The steps required for an entry to be committed from the perspective of a leader. Note that in the request passing, we only need concern ourselves with Append.entry here.

sequenceDiagram
participant LSM as Leader<br/>Shard<br/>Manager
Note right of LSM: head_index:6
participant LWL as Leader<br/>WAL
participant LKV as Leader<br/>KV store
participant FSM1 as Follower 1<br/>Shard<br/>Manager
participant FSM2 as Follower 2<br/>Shard<br/>Manager
participant FWL2 as Follower 2<br/>WAL

LSM->>LWL: Apply([x,4])
Note right of LSM: head_offset:7
Note right of FSM1: head_offset:6
LSM--)FSM1: Append(entry:[x,4], ...))
Note right of FSM1: Will respond<br/>eventually...
Note right of FSM2: head_offset:6
LSM--)FSM2: Append(entry:[x,4], ...))
FSM2->>FWL2: Apply([x,4])
Note right of FSM2: head_offset:7
FSM2--)LSM: Ack(head_offset=7)
Note right of LSM: majority reached<br/>Leader commit<br/>commit_offset=7
LSM->>LKV: WriteBatch([Put[x,4]])

Append — commit follower entry emphasis

The steps required for an entry to be committed from the perspective of a follower.
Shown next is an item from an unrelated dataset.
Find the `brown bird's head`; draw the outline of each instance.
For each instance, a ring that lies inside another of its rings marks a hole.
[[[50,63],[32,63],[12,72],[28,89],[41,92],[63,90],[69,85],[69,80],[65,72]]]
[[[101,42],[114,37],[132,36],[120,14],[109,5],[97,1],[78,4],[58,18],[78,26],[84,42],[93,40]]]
Note that in the request passing, we only need concern ourselves with Append.commit_offset here.

sequenceDiagram
participant LSM as Leader<br/>Shard<br/>Manager
Note right of LSM: commit_offset:7
participant LKV as Leader<br/>KV store
participant FSM1 as Follower 1<br/>Shard<br/>Manager
participant FWL1 as Follower 1<br/>WAL
participant FKV1 as Follower 1<br/>KV store
participant FSM2 as Follower 1<br/>Shard<br/>Manager
participant FWL2 as Follower 2<br/>WAL
participant FKV2 as Follower 2<br/>KV store

Note right of FSM1: commit_offset:6
LSM--)FSM1: Append(..., commit_offset:7))
Note right of FSM1: commit_offset:7<br/>Follower 1<br/>commit
FSM1->>FWL1: Get entry 7
FWL1->>FSM1: LogEntry[x,4]
FSM1->>FKV1: WriteBatch([Put[x,4]])

Note right of FSM2: commit_offset:6
LSM--)FSM2: Append(..., commit_offset:7))
Note right of FSM2: commit_offset:7<br/>Follower 2<br/>commit
FSM2->>FWL2: Get entry 7
FWL2->>FSM2: LogEntry[x,4]
FSM2->>FKV2: WriteBatch([Put[x,4]])

Client/Server emphasis

sequenceDiagram
participant C as Client
participant S as External Server
participant M as Shard Manager
participant W as Watcher

Note over C,W: Get value
C->>S:Get(x)
S->>M:Get(x)
M->>S:3
S->>C:3
Note over C,W: Update value
C->>S: Put(x, 4)
S->>M: Put(x, 4)
M->>S: Respond(Success)
S->>C: Respond(Success)
M->>S: NotifyWatchers(x, 4)
S->>W: NotificationBatch[x -> 4]

Replication in a steady state

The leader simply sends a stream of entries to each follower, keeping track via the follow cursors by updating the cursor fields:

  • last_pushed
  • ack_offset

The leader’s commit_offset can be advanced when an entry_id that is higher than the current commit index complies with the following conditions:

  • The entry_id has reached majority quorum, based on the set of follow cursor’s ack_offsets
  • The entry_id belongs to the current epoch
  • the log prefix has reached majority quorum